Public Enterprises minister, Pravin Gordhan. Source: World Bank

Public Enterprises minister Pravin Gordhan on Tuesday said he would work to "re-capture" South Africa's debt-laded state-owned companies after years in which they had been milked of billions of rands by politically connected businessmen.

"We will work to 're-capture' the state-owned companies, putting in place strong and ethical boards, re-establishing good governance. We will ensure that the companies function in line with their mandates, and halt the vicious looting and theft," he said in his department's budget vote speech, in a word play on state capture, shorthand for corruption linked to mainly the Gupta family.

Gordhan said he planned to ensure parastatals had competent management teams and viable business plans and were re-orientated to their core functions, which included providing critical infrastructure and creating much-needed jobs.

"Improvements in operational performance, and engendering confidence among lenders and the bond market is critical," he added.

Gordhan said that government would seek to recover public money lost to corruption but conceded that the companies' borrowing capacity had been weakened and they would need further funding from the state's coffers. 

"Unfortunately, during my short time in this office, it has become evident that several of the state-owned companies will not be able to trade and borrow their way out of their financial difficulties and some funding will be required from government."

Turning to individual companies, Gordhan said the power utility had been brought to the "brink of collapse through state capture", facilitated by a compromised board.

He said the new board, appointed in January, would seek to root out corruption and hand cases of wrongdoing over for prosecution.

A whistle blowing facility has led to the investigation of 250 cases, and in 42 of those corruption, fraud and irregularity were confirmed.

He said lifestyle audits of employees had begun and this process would be finalised by the end of July. Lifestyle audits have commenced and the process is projected to be finalised by the end of July.

The minister said Eskom had gradually showed signs of returning to stability. 

"There has been a positive change in investor sentiment and increased appetite for Eskom bonds. The company raised R43 billion between January and March 2018, providing sufficient liquidity for the company. This has allowed Eskom to recommence with its normal borrowing activities with the aim of securing a total of R72 billion over the 2018/19 financial year to enable ongoing implementation of its investment programme," he said.
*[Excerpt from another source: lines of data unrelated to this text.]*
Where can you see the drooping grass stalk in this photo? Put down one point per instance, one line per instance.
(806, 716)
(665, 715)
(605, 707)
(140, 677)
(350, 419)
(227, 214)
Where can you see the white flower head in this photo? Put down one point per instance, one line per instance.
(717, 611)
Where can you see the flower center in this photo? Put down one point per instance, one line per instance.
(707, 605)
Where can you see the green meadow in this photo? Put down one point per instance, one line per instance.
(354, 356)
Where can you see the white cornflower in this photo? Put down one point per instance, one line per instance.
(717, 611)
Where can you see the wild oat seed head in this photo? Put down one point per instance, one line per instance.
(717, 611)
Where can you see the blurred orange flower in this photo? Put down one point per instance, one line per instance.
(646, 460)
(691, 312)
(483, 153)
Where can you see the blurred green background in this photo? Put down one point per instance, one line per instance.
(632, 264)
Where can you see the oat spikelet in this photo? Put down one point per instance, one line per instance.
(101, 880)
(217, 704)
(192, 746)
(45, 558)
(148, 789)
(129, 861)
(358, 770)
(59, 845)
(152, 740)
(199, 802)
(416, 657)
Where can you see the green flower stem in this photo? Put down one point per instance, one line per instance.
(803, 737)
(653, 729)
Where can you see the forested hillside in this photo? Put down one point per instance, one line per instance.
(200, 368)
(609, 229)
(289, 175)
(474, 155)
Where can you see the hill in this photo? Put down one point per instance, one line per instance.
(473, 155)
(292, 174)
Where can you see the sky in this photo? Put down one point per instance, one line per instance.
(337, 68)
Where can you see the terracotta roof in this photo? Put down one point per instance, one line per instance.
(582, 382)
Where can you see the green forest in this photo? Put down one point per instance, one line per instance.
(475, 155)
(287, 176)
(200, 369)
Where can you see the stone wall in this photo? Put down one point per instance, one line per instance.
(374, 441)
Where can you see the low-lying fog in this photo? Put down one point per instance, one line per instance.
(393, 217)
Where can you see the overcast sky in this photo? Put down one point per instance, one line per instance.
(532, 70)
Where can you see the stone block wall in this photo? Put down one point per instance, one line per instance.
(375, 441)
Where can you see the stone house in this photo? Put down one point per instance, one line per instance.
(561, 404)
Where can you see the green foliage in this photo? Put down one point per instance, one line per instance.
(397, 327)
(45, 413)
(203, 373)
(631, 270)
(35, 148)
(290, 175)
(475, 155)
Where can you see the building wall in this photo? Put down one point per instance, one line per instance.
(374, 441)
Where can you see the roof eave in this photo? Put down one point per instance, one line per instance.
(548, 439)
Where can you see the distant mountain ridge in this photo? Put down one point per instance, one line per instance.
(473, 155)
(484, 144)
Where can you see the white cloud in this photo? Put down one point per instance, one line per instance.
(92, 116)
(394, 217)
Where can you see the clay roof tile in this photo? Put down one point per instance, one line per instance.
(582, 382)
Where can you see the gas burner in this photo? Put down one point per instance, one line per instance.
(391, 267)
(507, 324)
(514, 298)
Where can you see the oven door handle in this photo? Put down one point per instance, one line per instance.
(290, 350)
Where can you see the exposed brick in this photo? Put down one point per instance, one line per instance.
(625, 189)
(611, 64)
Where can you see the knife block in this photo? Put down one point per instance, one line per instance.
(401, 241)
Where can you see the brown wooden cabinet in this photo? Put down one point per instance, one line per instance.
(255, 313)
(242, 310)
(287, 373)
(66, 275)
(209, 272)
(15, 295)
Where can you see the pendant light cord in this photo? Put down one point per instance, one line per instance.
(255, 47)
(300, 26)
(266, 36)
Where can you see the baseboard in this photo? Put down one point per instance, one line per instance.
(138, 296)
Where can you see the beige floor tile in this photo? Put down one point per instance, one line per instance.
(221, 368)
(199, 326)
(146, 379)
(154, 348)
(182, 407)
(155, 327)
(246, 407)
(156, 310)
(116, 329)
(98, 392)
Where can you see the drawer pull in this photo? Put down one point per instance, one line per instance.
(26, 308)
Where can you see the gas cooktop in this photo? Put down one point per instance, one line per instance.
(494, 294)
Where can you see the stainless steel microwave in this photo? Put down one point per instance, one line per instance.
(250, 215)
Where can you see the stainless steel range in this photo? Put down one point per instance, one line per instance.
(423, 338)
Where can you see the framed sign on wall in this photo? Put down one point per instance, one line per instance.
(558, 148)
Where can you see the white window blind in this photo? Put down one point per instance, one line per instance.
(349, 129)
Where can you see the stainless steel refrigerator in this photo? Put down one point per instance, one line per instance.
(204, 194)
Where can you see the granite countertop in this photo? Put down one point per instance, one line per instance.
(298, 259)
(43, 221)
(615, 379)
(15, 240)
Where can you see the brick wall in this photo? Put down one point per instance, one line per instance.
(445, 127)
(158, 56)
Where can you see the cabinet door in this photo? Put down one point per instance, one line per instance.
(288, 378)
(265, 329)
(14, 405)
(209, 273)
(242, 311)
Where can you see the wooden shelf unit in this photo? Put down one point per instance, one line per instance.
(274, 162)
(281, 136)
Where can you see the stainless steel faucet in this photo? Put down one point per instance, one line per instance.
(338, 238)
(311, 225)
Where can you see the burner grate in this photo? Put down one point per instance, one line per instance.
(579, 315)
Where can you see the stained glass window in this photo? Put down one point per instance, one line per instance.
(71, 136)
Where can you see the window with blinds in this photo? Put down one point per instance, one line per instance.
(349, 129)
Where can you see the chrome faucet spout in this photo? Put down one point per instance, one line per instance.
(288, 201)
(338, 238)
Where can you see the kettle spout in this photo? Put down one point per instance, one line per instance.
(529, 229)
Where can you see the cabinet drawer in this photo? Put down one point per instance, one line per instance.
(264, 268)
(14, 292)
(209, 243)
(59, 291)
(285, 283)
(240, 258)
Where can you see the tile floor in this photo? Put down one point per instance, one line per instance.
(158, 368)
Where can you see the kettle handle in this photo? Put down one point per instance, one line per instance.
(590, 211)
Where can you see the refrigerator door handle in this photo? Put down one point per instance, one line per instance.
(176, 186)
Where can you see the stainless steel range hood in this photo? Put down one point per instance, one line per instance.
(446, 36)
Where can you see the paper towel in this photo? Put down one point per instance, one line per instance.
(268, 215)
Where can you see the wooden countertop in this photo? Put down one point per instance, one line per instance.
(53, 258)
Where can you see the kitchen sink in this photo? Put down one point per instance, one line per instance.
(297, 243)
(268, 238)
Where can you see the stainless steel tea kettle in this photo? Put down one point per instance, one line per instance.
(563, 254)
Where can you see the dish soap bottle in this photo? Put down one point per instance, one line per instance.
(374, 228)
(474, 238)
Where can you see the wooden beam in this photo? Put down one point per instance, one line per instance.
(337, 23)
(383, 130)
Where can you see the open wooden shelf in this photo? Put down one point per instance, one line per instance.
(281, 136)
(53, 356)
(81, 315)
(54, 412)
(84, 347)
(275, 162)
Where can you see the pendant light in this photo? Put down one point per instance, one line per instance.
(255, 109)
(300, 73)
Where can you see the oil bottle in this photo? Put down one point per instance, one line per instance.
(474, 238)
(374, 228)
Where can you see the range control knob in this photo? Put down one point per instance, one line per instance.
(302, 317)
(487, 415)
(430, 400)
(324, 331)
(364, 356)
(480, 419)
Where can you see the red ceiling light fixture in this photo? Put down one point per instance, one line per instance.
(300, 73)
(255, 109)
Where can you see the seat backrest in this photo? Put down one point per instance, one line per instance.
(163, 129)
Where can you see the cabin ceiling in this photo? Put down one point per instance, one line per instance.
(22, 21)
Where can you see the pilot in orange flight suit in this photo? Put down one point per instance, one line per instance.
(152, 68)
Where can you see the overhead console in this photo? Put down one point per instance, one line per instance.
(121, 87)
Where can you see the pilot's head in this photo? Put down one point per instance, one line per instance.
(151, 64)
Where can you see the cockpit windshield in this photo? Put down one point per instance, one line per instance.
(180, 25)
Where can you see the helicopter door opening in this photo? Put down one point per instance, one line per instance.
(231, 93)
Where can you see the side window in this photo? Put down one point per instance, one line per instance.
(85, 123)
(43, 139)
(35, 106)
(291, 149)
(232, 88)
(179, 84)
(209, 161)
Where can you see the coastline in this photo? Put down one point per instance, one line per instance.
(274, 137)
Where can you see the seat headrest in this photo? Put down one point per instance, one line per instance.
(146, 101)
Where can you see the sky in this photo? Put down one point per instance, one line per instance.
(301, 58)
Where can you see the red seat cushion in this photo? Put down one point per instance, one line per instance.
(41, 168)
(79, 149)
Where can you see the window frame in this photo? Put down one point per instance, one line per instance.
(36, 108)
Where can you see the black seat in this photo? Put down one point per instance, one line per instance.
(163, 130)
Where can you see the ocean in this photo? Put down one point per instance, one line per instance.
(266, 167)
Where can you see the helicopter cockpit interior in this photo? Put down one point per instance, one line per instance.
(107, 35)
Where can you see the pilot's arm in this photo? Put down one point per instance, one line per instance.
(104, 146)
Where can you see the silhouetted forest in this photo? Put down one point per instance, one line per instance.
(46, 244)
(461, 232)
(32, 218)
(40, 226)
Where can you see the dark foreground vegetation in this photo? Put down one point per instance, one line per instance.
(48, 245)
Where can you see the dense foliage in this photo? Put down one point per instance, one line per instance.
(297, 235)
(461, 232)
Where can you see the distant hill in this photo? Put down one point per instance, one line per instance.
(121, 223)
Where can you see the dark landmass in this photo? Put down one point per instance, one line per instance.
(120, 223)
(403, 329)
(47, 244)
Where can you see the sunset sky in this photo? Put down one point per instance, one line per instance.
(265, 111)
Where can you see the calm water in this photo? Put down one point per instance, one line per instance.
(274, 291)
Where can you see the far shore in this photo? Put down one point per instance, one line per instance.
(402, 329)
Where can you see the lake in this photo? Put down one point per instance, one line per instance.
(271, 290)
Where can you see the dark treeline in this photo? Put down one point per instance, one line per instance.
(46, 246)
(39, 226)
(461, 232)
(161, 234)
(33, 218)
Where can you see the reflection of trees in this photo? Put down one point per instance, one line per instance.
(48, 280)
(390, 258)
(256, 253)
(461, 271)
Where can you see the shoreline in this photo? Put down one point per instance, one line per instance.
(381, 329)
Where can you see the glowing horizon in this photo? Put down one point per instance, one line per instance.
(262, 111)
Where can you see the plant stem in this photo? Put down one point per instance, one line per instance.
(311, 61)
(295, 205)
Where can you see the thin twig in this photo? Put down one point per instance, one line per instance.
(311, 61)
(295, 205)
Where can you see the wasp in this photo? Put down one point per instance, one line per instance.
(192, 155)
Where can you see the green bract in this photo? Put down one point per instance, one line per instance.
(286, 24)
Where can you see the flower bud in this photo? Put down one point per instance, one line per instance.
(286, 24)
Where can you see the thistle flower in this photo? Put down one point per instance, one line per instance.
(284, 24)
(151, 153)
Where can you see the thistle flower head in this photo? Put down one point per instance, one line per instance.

"Whilst it is still too early to celebrate the full re-capture of this institution, the experience shows how, under the leadership of a committed board and executive management team who take decisive action, confidence and staff morale can quickly be re-established. But much still needs to be done."

He had harsh words for the state of Transnet, where he appointed a new interim board on Monday, headed by African National Congress (ANC) veteran and former chairman of the Passenger Rail Agency of South Africa, Popo Molefe.

"At Transnet, governance structures were repurposed to enable corruption and rent-seeking," he said. 

"There is evidence that contracts were awarded to people with close links to some of the Transnet officials; there were clear conflicts of interest. The directors of Transnet as well as senior executives were derelict in their duties and there were regular violations of the Public Finance Management Act, Companies Act and the Prevention of Corruption and Criminal Activities Act."

He said Transnet was critical to growing the economy and much more needed to be done to improve the efficiency of the freight rail entity.

At both Transnet and arms manufacturer Denel, Gordhan said, new boards had been instructed to act on the findings of investigations to seek to undo corruption that flourished under weak boards.